24 February 2020, Baden-Wuerttemberg, Tübingen: A man pipettes a blue liquid in a laboratory of the biopharmaceutical company Curevac. (to dpa: "Tübingen company tinkering with the enemy's profile") Photo: Sebastian Gollnow/dpa (Photo by Sebastian Gollnow/picture alliance via Getty Images)
24 February 2020, Baden-Württemberg, Tübingen: A man pipettes a blue liquid in a laboratory of the biopharmaceutical company Curevac. Photo: Sebastian Gollnow/picture alliance via Getty Images

German biotech company CureVac has secured a €75m (£67.8m, $84.9m) loan from the European Investment Bank, the European Union’s prime lender, to fund its development and production of a COVID-19 vaccine.

“We are very pleased with the EIB financing,” said Curevac chief financial office Pierre Kemula. “It allows us to further invest in our mRNA technology platform to fight life-threatening diseases.”

The loan is the second cash boost the Tübingen-based company has received in the space of a month: the German government announced in mid June that it will invest €300m and take a 23% stake in the privately owned company.
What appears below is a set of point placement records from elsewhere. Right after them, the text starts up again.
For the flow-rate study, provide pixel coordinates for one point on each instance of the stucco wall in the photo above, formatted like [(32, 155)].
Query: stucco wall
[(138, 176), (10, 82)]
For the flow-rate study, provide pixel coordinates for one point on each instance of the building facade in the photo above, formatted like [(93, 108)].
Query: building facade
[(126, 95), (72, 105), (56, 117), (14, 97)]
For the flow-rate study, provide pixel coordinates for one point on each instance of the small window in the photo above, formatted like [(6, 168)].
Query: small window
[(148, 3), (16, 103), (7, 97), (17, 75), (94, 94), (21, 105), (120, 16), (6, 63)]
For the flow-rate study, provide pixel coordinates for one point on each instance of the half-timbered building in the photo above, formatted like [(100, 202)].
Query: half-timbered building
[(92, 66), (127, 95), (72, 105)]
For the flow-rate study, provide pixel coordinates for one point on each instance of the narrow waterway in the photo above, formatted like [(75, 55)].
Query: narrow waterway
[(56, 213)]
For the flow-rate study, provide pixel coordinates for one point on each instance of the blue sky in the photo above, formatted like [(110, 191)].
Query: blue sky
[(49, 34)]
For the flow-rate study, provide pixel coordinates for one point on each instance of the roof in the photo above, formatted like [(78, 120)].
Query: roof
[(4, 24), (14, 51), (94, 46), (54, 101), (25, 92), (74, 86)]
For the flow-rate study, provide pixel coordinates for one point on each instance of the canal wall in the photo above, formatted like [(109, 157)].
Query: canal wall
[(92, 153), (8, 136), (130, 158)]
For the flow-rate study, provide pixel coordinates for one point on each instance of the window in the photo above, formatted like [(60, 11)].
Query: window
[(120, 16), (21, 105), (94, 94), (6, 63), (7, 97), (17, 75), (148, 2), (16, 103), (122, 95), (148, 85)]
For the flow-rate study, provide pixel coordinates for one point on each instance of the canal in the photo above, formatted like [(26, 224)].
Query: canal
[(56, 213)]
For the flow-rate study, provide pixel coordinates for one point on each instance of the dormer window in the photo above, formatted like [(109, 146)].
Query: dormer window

At the time of the investment announcement, German economy minister Peter Altmaier said: “We're sending a clear signal for CureVac here in Germany as a place to do business.” He added the Berlin would not look to influence company decisions.
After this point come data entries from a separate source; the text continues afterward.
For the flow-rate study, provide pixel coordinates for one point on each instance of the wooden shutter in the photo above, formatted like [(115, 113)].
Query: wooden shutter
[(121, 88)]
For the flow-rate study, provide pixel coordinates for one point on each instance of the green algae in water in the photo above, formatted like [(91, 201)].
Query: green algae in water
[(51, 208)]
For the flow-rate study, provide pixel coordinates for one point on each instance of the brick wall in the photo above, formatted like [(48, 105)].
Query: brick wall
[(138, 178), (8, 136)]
CureVac, which has been working on a vaccine since January, began its first human clinical trials last month. The EU money, which will be issued in three tranches of €25m each, will also go towards finishing their fourth production facility in Tübingen.

In March this year, a number of media outlets reported that Donald Trump’s administration had approached CureVac with a big offer to secure exclusive US rights to its vaccine under development, and reportedly tried to persuade the company to move to the US. The reports prompted a furious reaction from German politicians.
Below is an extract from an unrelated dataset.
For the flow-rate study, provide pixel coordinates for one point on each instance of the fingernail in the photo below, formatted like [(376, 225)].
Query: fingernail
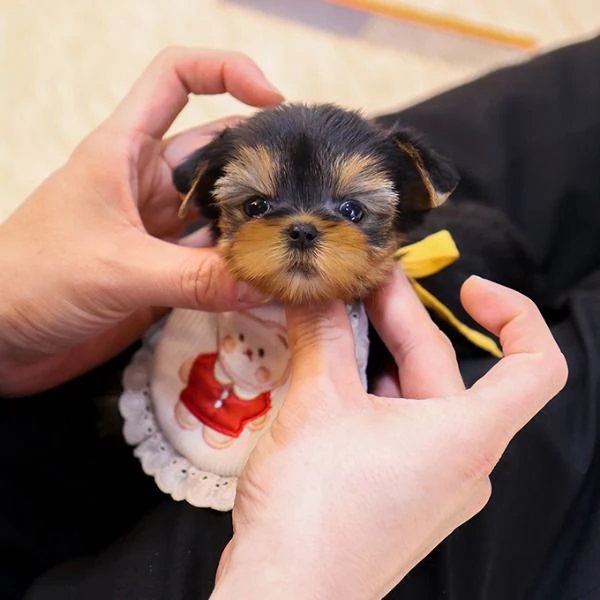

CureVac is one of two key German biotech companies working using messenger RNA (mRNA) technology to develop a COVID-19 vaccine. The other one is BioNTech (BNTX),which has partnered with with US pharma giant Pfizer (PFE) for the vaccine development. It announced in April that it had received regulatory approval to start trials of a potential vaccine on human volunteers.

CureVac has said the first results from the trials could be ready as soon as September or October this year, and the vaccine could potentially be approved by the middle of 2020.